I’ve heard that 1st-century interpretation of Law (the big “theological battles”) could be introduced by the question of the “greatest commandment.” Of course, there were always two, because the first was always the sh’ma, the love and devotion to God. The second was the lens of interpretation for the rest of the law, whether it was sacrifice, purity, obedience, zeal, or, as in Jesus’ interpretation, love.

They are also represented in the Ten Commandments (and embellished upon considerably throughout the Epistles).

Part of the issue is what is meant by “abolish” and “fulfill” (not sure if this was said in this conversation).

To “abolish” the law is to “render it invalid through misinterpretation.” Everybody “believed in” or “agreed with” the law.

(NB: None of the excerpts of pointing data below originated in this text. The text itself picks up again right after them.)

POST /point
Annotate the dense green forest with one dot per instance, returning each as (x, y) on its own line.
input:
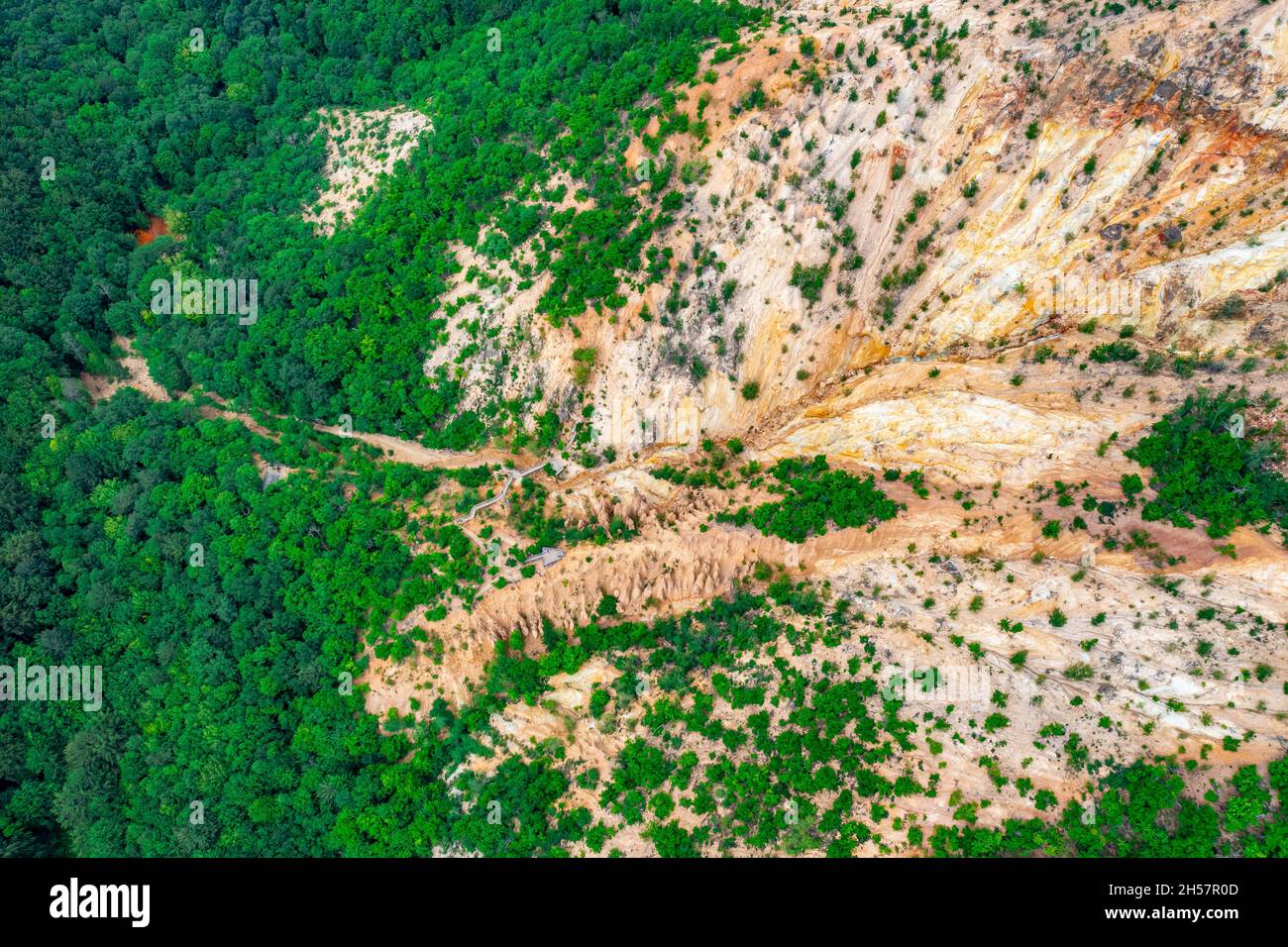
(223, 677)
(120, 111)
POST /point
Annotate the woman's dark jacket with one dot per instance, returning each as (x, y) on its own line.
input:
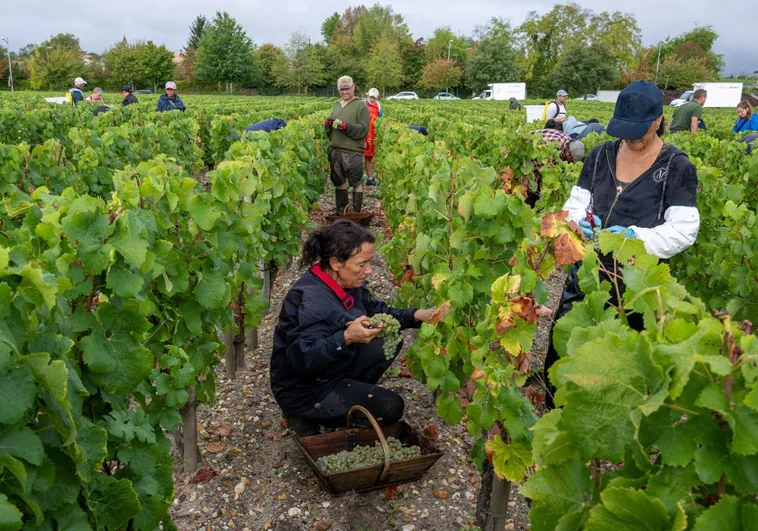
(310, 355)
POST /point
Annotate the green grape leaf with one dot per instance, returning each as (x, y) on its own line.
(629, 509)
(17, 394)
(23, 443)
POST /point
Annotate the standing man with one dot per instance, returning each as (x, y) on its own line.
(129, 98)
(170, 101)
(557, 109)
(687, 117)
(347, 127)
(76, 93)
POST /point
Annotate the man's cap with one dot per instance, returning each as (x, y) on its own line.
(637, 107)
(344, 82)
(577, 150)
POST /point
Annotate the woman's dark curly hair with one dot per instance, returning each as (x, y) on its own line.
(342, 239)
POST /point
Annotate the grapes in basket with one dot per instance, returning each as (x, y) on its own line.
(361, 456)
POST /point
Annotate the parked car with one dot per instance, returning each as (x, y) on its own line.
(684, 98)
(446, 96)
(404, 96)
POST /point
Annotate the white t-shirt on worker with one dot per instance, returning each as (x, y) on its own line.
(555, 110)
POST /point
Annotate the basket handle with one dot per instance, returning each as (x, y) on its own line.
(379, 433)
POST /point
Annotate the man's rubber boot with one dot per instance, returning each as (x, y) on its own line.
(357, 201)
(341, 200)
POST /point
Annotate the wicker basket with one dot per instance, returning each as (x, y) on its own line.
(374, 476)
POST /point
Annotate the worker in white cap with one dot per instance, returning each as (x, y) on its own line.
(76, 94)
(170, 100)
(347, 127)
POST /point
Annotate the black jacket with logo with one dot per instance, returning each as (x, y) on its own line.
(310, 355)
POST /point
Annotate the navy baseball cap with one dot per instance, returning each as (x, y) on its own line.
(637, 107)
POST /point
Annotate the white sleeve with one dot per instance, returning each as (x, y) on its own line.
(577, 204)
(674, 236)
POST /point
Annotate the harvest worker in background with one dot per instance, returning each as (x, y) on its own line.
(570, 150)
(637, 186)
(169, 100)
(687, 117)
(96, 96)
(272, 124)
(347, 127)
(325, 357)
(746, 120)
(515, 105)
(75, 93)
(129, 98)
(556, 110)
(375, 111)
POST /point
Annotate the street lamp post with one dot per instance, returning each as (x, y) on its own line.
(10, 68)
(449, 44)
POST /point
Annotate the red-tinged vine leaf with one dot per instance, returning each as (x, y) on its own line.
(478, 374)
(537, 398)
(568, 249)
(524, 363)
(440, 313)
(431, 432)
(441, 494)
(215, 447)
(551, 224)
(203, 475)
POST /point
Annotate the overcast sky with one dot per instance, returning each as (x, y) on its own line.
(100, 24)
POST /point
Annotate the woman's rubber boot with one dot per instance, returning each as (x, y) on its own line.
(357, 201)
(341, 200)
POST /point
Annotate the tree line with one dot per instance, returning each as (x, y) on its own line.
(570, 47)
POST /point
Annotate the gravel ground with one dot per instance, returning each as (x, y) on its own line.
(253, 476)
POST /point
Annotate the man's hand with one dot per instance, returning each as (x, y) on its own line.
(358, 331)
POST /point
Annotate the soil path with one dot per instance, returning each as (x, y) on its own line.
(253, 477)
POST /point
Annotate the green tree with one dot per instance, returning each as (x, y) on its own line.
(302, 68)
(585, 69)
(197, 30)
(267, 57)
(437, 46)
(122, 60)
(225, 54)
(155, 64)
(440, 74)
(55, 63)
(384, 68)
(328, 27)
(494, 58)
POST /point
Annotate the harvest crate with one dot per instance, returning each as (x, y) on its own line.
(368, 477)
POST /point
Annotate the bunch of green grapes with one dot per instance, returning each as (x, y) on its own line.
(361, 456)
(390, 333)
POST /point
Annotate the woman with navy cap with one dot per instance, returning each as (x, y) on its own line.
(637, 186)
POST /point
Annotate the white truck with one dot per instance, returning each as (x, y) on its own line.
(503, 91)
(719, 94)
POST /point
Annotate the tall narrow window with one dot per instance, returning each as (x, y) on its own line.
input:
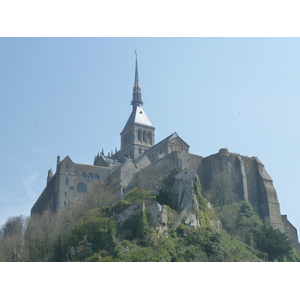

The question was, how? That’s where interpretation came in. To interpret it incorrectly was to “abolish it.” To interpret it correctly was to “fulfill it” (as in, uphold it). That was rabbinic terminology.

Jesus “fulfills the law” by interpreting it correctly (through the overarching lens of love). But he also “fulfills the law” because he is the “end of the law” (not so much the terminator of the law, but the telos or goal of the law). The law points to Jesus and he is its fulfillment.

Then there is “first covenant” and “second covenant.” The “first covenant” (not really the first, but the Mosaic covenant; there were earlier covenants with Noah, Abraham, etc.) is the “law,” in which the law lays out the terms of the agreement, specifically with ethnic Israel. Because ethnic Israel is under this agreement (the temporary one that points to Jesus), the terms of that agreement define things like dress, diet, etc. When Israel breaks that covenant, God himself is faithful to it, because the exile itself is expressed and defined within the terms of that covenant.

But those “laws” (the terms of that covenant, the first one) are done away with in Jesus.

Do we have to “keep the law”? Well, no, because keeping the law does not accomplish what it points to. But “second covenant living,” that is, Spirit-led life (as defined in Romans and Galatians) does accomplish what the law points to. Thus, the Spirit-led life is manifested by spiritual fruit, and “against such things there is no law” (Galatians 5:23).

You can’t make the spiritual fruit happen with laws/rules or efforts to keep laws/rules. You can’t, for example, become more loving, joyful, or peaceful by “trying hard to do so.” What you can do is abide in Christ, live Spirit-led, and then fruit…“happens.”